Happy Easter – He is risen, alleluia!
Jesus Christ is indeed risen. The joy is abundant, and rightfully so – Christ has conquered death for us. If He had not, Satan would still have bodily death to lord over us, keeping us eternally separated from our Creator. Alas, Jesus’ passion, death and Resurrection was always the plan, enacted by God to redeem us after the fall of our first parents. Without His death and Resurrection, the eternal peace, joy and love awaiting us in Christ’s kingdom would not be attainable. As painful and sorrowful as the passion and death are, the Resurrection makes it all worth it. What a beautiful thing. What a humble, loving Father we have. Just as Jesus promised the good thief, Dismas, on His right at the crucifixion, we can now choose to love and be with Christ in paradise for eternity.

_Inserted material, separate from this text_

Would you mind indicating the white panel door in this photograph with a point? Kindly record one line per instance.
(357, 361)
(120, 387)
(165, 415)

The Resurrection of Christ, Easter Sunday, is not so much a finish line for us today as it is a hope of what’s to come. The Resurrection points to a reality so glorious that we can never actually achieve it in its fullness on this earth. The fullness of the Resurrection is realized when we finally come face-to-face with our Creator in His kingdom.
And while the Resurrection at its peak points to eternity, it also points to little moments in our life that are very much attainable on this earth: moments when I realize I am no longer bound. No longer bound by my addiction, by lies and core beliefs I’ve lived by for so long, by the pain and hurt of broken pasts and relationships. It points to those moments I realize I’ve been set free by Christ.
And every little moment is a glimpse into the fullness of the Resurrection. Nothing – no addiction, vice, illness, or wound – is more powerful than Christ. Even death itself Christ can overcome. What great hope.
And while I am – as we all are – invited to partake in the joy of eternal life gifted to us through His Resurrection, I am also invited to partake in that which must precede the Resurrection: death. And like the ultimate Resurrection, these little moments of freedom require a kind of death. The path to eternity begins with death here on earth.
When Mary Magdalene first encounters Jesus after the Resurrection, she mistakes Him for the gardener (John 20:11-18). During the Lenten season I had the opportunity to journey through the book, Through the Desert, with a group of wonderful, faith-filled women at St. Isidore. Each chapter was filled with garden imagery designed to analogize this cycle of death to self and resurrection in Christ, from seeds to flowers.
As the divine gardener, Christ plants seeds in everyone one of us. How we respond to those seeds is our choice. We can refuse to water them; we can push them into the darkness and cover them up so they wither and never produce fruit. Or we can be open and allow the Lord to nourish them.
During a chapter of this book I was reminded that in order for a seed to bear fruit, its outer shell must first crack open. The water and warmth of the sunlight create ideal conditions for the hard exterior of a seed to be softened and for its true self – what it was destined to be – to break through.
Quite simply, the seed must experience a death of its old self to achieve that which it was created to be: fruit to nourish us, a flower to beautify our world, a tree to provide oxygen and shade.
Nature is full of these moments when death is transformed into new creation.
And you’re invited to experience these moments of transformation. You’re invited to experience a glimpse of the joy found in the ultimate resurrection every day.
If your moment or transformation from seed to flower seems far off and the joy of the Easter season feels unattainable, it might be time to ask: have I let the divine gardener nourish the seed within me?
Know that we are praying for each and every one of you. Please pray for us.